Aquellos ojos escudriñaron la mesa hasta que encontraron lo que estaban buscando.

– Señorita Vivienne -dijo, su tono dulcificándose mientras inclinaba la cabeza hacia la hermana de Caroline.

– Alguacil Larkin -murmuró, formando remolinos con su cuchara alrededor de su tazón de sopa de langosta sin ni siquiera echarle una mirada.

Caroline saltó mientras Portia la pateaba bajo la mesa. Ninguna de ellas alguna vez había visto a su hermana de naturaleza dulce dar a alguien el corte directo.

El intercambio no fue perdido por su anfitrión, tampoco. La diversión ondeó a través de su voz mientras barría fuera una mano.

– No creo que hayas conocido a las hermanas de la señorita Vivienne… la señorita Cabot y la señorita Portia. Deberías estar familiarizado con el resto de mis invitados. Estoy seguro que los has acosado o interrogado a todos ellos en un momento u otro.

Los invitados del vizconde continuaron mirando al intruso, un poco curiosamente, otros con apenas hostilidad velada. Una sonrisa de desprecio retorció los labios esculpidos de Julian Kane, y por una vez incluso la Tía Marietta pareció confundida.

Impávido por su aprecio, o su falta de ello, Larkin se ubicó en un asiento vacío en medio de la mesa y le lanzó al joven lacayo una mirada expectante sobre su hombro.

El lacayo clavó la mirada hacia el frente, su mandíbula pecosa determinada, hasta que el vizconde resopló un suspiro ruidoso.

– Ofrece al alguacil un poco de cena, Timothy. Si no alimentamos al hombre, temo que nunca podamos librarnos de él. Lo único que ama más que entrar de sopetón sin ser invitado es comer.

Bajo el ceñudo escrutinio del lacayo, el alguacil probó las palabras de Kane sirviéndose a sí mismo abundantes porciones de codorniz estofada y pudín vegetal. Caroline sospechó que tomaría más que una comida semejante para llenar sus mejillas flacas y sus hombros estrechos. Ella no podía menos que preguntarse lo que podría haber conducido a un graduado de Oxford buscar una carrera en la fuerza policial en lugar de un puesto más provechoso en el clero o las fuerzas armadas.

Larkin despachó la codorniz en media docena de mordiscos, después del último bocado tomo un avaro trago de vino y emitió un suspiro entusiasta.

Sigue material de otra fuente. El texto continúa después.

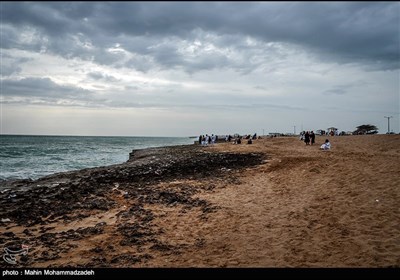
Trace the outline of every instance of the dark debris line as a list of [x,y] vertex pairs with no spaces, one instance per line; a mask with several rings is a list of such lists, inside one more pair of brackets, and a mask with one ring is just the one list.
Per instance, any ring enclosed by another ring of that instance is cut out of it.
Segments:
[[[101,234],[106,225],[99,223],[95,227],[60,233],[48,233],[44,225],[55,221],[70,222],[89,216],[89,212],[93,210],[108,211],[114,208],[117,203],[110,199],[109,193],[114,185],[119,185],[119,190],[126,192],[124,199],[131,202],[131,206],[117,215],[118,219],[123,221],[116,228],[116,232],[122,237],[118,245],[148,244],[151,250],[179,252],[179,248],[157,240],[156,237],[162,229],[157,230],[155,225],[152,225],[154,215],[146,210],[144,205],[163,204],[174,207],[179,204],[186,210],[199,207],[203,213],[202,218],[205,219],[208,213],[218,208],[206,200],[193,198],[193,194],[200,191],[195,187],[179,185],[160,188],[158,184],[182,179],[201,180],[207,186],[197,188],[210,190],[213,188],[210,180],[215,178],[229,178],[234,182],[235,176],[226,170],[240,170],[255,166],[261,164],[264,158],[263,154],[205,152],[192,146],[148,149],[147,155],[146,151],[140,153],[137,161],[131,160],[121,165],[74,172],[70,176],[72,179],[66,182],[57,183],[58,177],[54,175],[54,179],[50,176],[53,181],[46,177],[33,182],[27,180],[16,182],[16,185],[32,186],[26,191],[3,190],[0,193],[2,205],[0,226],[3,228],[0,246],[15,247],[24,241],[33,246],[47,248],[46,251],[35,256],[35,261],[60,258],[61,253],[74,248],[68,240],[80,240],[90,235]],[[47,186],[36,186],[42,184],[43,181],[47,182]],[[74,214],[76,212],[79,214]],[[132,217],[135,219],[131,219]],[[24,231],[25,238],[22,239],[13,232],[7,231],[7,219],[26,227],[40,225],[43,232],[40,231],[42,234],[35,237],[27,229]],[[129,222],[131,220],[134,222]],[[151,258],[149,254],[144,253],[137,256],[117,255],[107,260],[102,248],[93,248],[91,252],[98,253],[99,256],[93,257],[84,266],[107,266],[110,263],[112,265],[120,262],[134,264],[142,259]],[[33,262],[29,258],[21,258],[21,261],[23,262],[21,265],[30,265]]]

– Independientemente de tus defectos, Trevelyan, tengo que confesar que realmente pones una de las mesas más finas de Londres. Supongo que no debería sorprenderme ya que se rumorea que eres un hombre de tal enorme y variedad… de apetitos.

La palabra inocua envió un curioso temblor a la columna vertebral de Caroline.

– ¿Es por eso qué has venido aquí esta noche? -preguntó Kane. – ¿Para insultarme y apilar alabanzas sobre mi cocinero?

El alguacil se reclinó en su silla, dando un golpe a su boca con su servilleta.

– Vine aquí porque pensé que te interesaría saber que hubo otra desaparición en Charing Cross.

Adrian Kane ni se inmutó. Si acaso, su mirada se hizo hasta más soñolienta.

– ¿Y por qué me concerniría esa información? Considerando la desafortunada pobreza del terreno, los deudores que procuran evitar a sus acreedores probablemente desaparecen cada día. Y noche.

Larkin tendió su vaso con lo que el lacayo vertió otro chorro poco generoso de oporto en ella.

– Eso muy bien puede ser cierto, pero como sabes, ha habido más que media docena de desapariciones misteriosas desde que tú y tu hermano regresasteis de vuestros viajes al extranjero. -le dio a Kane una mirada inequívocamente afilada.- En la mayor parte de esos casos, convenientemente no ha habido testigos. Pero ayer por la mañana una joven vino a nosotros con una historia sumamente extraordinaria.